Table 2. Comparison table of minimum measurement volume for different sensors

Figure 10. Effect of microfluidics volume on meander sensor.

The reagent test of two sensors

After calibrating both sensors with 0.4 μL absolute methanol solution (${x_M} = 1.0$), the ${({S_{21}})_{{x_M} = 1.0}}$ values of both sensors are obtained. The material under reference branch remains unchanged, and the material under test branch is replaced with methanol–ethanol mixture with a molar fraction of 0.9 to obtain the test values ${({S_{21}})_{{x_M} = 0.9}}$ of the two sensors. The parameters M and U are found by substituting ${({S_{21}})_{{x_M} = 1.0}}$ and ${({S_{21}})_{{x_M} = 0.9}}$ into Equations (4) and (6), respectively, where ${\varepsilon _{{x_M} = 0.9}}$ and ${\varepsilon _{{x_M} = 1.0}}$ are obtained by calculation in the literature [16]. The methanol–ethanol mixture with different molar fractions (${x_M} = 0.0 \sim 0.8$) is changed at the test branch. The complex permittivity ${\varepsilon _{{x_M}}}$ (${\varepsilon _{{x_M}}} = \varepsilon {^{\prime}} - j\varepsilon {^{\prime \prime}}$) of the methanol–ethanol mixture at different molar fractions is obtained by substituting the measured ${\Delta }{S_{21}}$ into Equations (4) and (6). The complex permittivity measured by the two sensors is compared with the reference values to obtain Fig. 11.

Figure 11. The complex permittivity of mixture from test and reference. (a) The test results of straight sensor. (b) The test results of meander sensor. (c) Comparison of the relative error measured by two sensors.

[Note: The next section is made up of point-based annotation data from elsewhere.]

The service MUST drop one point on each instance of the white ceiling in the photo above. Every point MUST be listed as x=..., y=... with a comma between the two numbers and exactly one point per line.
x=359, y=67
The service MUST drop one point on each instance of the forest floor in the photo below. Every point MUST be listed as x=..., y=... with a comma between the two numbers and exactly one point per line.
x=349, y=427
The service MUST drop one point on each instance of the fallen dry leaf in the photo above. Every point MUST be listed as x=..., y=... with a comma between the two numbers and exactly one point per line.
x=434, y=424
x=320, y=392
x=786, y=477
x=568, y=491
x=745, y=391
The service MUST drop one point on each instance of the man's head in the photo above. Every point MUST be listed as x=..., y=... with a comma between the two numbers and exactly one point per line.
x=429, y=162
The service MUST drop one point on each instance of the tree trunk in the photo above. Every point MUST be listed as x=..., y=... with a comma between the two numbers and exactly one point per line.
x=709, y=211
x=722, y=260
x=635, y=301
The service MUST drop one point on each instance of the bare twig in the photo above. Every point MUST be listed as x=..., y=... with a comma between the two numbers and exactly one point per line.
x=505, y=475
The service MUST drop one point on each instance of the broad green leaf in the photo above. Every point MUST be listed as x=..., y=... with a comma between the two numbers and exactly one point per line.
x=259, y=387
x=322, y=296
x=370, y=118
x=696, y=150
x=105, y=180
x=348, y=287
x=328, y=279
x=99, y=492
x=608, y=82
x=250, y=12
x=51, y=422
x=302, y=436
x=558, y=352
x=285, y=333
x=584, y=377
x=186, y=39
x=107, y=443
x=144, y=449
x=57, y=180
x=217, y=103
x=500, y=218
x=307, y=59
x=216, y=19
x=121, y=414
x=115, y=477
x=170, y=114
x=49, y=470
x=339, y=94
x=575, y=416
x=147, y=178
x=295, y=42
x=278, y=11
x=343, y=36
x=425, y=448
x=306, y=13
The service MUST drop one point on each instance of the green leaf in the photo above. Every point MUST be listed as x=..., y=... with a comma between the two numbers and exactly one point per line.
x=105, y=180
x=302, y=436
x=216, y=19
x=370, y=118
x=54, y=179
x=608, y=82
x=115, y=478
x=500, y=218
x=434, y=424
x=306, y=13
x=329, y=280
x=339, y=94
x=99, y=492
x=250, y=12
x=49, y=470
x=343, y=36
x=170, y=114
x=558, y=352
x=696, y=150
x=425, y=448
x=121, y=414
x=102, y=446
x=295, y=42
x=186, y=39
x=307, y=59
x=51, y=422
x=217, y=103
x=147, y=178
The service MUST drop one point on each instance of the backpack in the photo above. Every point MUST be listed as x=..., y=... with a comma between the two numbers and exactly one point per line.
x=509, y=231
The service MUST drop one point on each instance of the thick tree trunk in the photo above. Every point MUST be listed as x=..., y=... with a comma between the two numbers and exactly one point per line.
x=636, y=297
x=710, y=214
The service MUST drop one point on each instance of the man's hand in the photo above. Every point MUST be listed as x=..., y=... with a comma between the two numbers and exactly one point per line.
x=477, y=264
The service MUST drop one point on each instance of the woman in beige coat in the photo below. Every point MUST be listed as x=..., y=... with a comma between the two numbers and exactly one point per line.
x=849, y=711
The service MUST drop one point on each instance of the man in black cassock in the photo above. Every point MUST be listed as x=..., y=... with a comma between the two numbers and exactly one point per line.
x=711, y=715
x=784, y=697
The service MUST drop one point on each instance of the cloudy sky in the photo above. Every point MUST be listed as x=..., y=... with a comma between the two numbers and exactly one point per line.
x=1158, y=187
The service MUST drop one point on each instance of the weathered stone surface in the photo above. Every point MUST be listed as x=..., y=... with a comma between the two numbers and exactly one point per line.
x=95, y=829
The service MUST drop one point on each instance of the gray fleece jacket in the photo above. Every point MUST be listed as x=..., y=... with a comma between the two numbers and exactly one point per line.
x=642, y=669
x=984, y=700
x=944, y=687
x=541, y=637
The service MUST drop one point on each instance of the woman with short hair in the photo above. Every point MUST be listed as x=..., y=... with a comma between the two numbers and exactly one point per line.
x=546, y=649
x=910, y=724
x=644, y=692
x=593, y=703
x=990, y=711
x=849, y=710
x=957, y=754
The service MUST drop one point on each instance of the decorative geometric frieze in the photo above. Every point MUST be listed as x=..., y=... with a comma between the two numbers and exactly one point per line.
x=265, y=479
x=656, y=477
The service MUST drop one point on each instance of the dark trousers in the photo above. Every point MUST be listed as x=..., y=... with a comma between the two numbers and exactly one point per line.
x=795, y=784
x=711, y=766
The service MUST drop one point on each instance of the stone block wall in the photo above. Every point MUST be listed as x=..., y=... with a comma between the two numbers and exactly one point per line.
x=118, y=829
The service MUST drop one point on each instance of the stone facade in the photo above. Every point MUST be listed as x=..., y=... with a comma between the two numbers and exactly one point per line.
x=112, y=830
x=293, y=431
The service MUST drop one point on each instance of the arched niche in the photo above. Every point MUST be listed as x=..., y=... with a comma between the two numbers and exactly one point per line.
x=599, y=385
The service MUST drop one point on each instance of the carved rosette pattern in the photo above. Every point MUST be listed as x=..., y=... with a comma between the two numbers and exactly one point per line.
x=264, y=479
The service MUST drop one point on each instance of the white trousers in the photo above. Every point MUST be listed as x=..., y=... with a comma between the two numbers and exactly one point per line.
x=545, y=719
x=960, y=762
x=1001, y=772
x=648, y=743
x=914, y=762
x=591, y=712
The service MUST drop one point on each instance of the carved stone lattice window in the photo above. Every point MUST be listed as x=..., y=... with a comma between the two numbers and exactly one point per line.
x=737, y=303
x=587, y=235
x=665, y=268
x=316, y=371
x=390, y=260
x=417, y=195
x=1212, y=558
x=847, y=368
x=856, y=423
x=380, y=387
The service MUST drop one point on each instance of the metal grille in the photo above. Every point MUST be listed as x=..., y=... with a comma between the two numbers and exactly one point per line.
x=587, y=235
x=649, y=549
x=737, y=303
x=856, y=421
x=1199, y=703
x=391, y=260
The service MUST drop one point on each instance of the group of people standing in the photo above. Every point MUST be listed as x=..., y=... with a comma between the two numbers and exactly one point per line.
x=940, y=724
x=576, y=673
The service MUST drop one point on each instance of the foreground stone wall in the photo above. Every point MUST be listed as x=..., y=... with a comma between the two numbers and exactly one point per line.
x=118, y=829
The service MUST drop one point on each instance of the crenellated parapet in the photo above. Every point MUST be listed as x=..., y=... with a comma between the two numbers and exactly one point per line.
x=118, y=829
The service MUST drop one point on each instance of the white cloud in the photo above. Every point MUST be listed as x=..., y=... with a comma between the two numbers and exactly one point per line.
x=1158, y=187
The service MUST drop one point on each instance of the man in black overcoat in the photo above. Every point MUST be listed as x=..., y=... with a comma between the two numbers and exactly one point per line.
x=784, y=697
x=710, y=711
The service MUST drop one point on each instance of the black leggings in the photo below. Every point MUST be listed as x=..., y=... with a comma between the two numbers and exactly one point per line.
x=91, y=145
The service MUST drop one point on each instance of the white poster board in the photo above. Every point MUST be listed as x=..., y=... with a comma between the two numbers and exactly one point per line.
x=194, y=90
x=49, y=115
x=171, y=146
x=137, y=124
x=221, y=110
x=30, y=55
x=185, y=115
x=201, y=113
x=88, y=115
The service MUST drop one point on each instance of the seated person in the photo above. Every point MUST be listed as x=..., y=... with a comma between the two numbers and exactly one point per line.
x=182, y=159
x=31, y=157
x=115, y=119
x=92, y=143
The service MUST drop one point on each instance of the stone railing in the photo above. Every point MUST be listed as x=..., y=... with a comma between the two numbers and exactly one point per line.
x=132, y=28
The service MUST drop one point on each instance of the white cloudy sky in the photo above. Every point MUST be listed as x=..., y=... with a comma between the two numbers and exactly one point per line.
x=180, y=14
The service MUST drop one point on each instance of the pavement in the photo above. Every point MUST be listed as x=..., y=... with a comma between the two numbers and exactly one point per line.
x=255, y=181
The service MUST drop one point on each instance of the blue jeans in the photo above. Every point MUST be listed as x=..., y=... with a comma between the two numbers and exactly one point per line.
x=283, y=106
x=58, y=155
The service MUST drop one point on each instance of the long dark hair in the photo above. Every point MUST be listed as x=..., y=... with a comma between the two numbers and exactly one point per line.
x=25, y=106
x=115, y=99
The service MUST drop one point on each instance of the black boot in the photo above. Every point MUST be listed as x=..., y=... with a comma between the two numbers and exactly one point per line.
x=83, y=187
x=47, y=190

As shown in Fig. 11, the complex permittivity measured by the two sensors after calibration with mixture solution in literature is close to the reference value. Except the ${x_M} = 0.1$ group, the relative error of the meander sensor in measuring the complex permittivity of the methanol–ethanol mixture is less than 1% for all groups, which is smaller than that of straight sensor (less than 3%). In the simulation analysis of the methanol–ethanol mixture with a molar fraction of 0.1, the relative error is also larger than that of the other groups. The characteristics of the mixture solution at this molar fraction (${x_M} = 0.1$) is different from other groups, or the error in the data from the reference compared in this group is larger than in the other groups. It can be seen from the experimental results that the meander sensor has a smaller test error and a higher test accuracy than straight sensor, which is more likely to detect the subtle changes of dielectric property from the precious and rare samples.

Conclusion

In order to improve the sensitivity of the cancellation-type sensor and apply it to small changes in the dielectric properties of biological sample such as cell, we proposed to introduce the meander line into the cancellation-type sensor. It is found that the meander transmission lines have a more concentrated field distribution at the meander section and are better able to sense changes in the dielectric properties of microfluids. A traditional straight sensor based on straight transmission lines is designed to compare and analyze the performance of the meander sensor. The relationship between the transmission coefficient of the two sensors and the dielectric properties of the microfluidics shows that the meander sensor can enlarge changes brought by microfluidics and thus make these weak changes more detectable. The simulation analysis shows that the meander sensor has a lower misclassification rate in determining methanol–ethanol mixtures with different molar fractions. Experiments show that the meander sensor is more accurate and the relative error is less than 1% in measuring the complex permittivity of unknown microfluidics. In addition, the offset effect of sensor after calibrating with an adjustable cavity is improved by more than 9 dB compared with that of previous research. Therefore, the meander sensor can be used for the test of weak dielectric parameter changes in microfluidics such as viruses in next work.